If you listen closely, you’ll hear warnings for today and every day in A Noise Within’s production of Sam Shepard’s “Buried Child,” a tragicomedy about a house full of emotional horrors in rural Illinois.

As is the case with similar homes, this one is in ill-repair. Sibyl Wickersheimer’s set makes us feel the house once was new and splendid, but now the wallpaper is peeling and the paint on the porch posts have weathered away to the wooden surface. The man of the house, Dodge (Geoff Elliott), wears a baseball cap to protect his head from his son. He’s grown old and infirm and should be popping pills, but instead self-medicates with whiskey that he hides under one of the sofa cushions. He sits and sleeps on a couch that is just a wooden frame with cushions. It’s the kind of furniture you’d expect to find on a porch rather than a front room. His comfort is cigarettes and his entertainment is the television.

His wife, Halie (Deborah Strang) calls down from long flight of stairs.  One thinks he probably hasn’t ventured upstairs for years. She’s concerned about their eldest, Tilden (Michael Manuel). Tilden is a large hulk of a man and not one concerned with tidiness. Entering from the kitchen, he proceeds to shuck corn, throwing the husks and silk on the wooden floor.

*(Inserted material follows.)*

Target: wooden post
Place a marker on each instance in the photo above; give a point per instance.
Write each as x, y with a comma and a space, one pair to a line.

Dodge and Halie have three sons. Tilden, the eldest, was once a football star, but has not been able to match the glory days of his youth. Now, he’s come home, running away from legal trouble in New Mexico. His parents worry that he’ll cause trouble at home with the neighbors. Bradley (Frederick Stuart), their middle child, lost a leg in a chainsaw accident and comes home to give his dad haircuts while Dodge is sleeping. He’s an angry man and, like Tilden, a disappointment to his mother. The golden child, Ansel, died in a motel, something which Halie blames on the Catholic family he married into.

Halie is dressed in black as if in mourning; she’s going out to visit Father Dewis (Apollo Dukakis), a Protestant minister. After scolding Dodge, Halie tells him to watch over Tilden while she’s gone.

On this rainy day, two strangers find their way to the porch and seek refuge from the rain. Vince (Zach Kenney) claims to be Tilden’s son, but he hasn’t seen Tilden in six years. He’s taking his girlfriend, Shelly (Angela Gunner), to New Mexico to meet Tilden.

Shelly thought the visit would be like a Thanksgiving dinner — plenty of food and superficial conversation with true feelings deeply buried under common courtesy and polished politeness. What she gets is a missing wife and child. The wife Halie will return with Father Dewis in tow and dark secrets will be uncovered.

Director Julia Rodriguez-Elliott has created a cozy little nest of passive-aggressive unpleasantness even as the absurdity of some passages will elicit laughs. Elliott’s Dodge whines, grieving the loss of his manhood. Manuel’s Tilden might not have a firm grip on reality. Stuart’s Bradley seems to enjoy humiliating his father and he’s not above drawing a little blood, but this is more a brutish coward’s revenge than psychotic killer in the making. Strang’’s Halie and Gulner’s Shelly might seem like the sanest of this bunch.

Listen to the words. The truth is hidden under casual and practiced lies. In a time of fake news and Pinocchio nose counts, listening well is an important lesson that “Buried Child” provides in its tale of a lost American dream.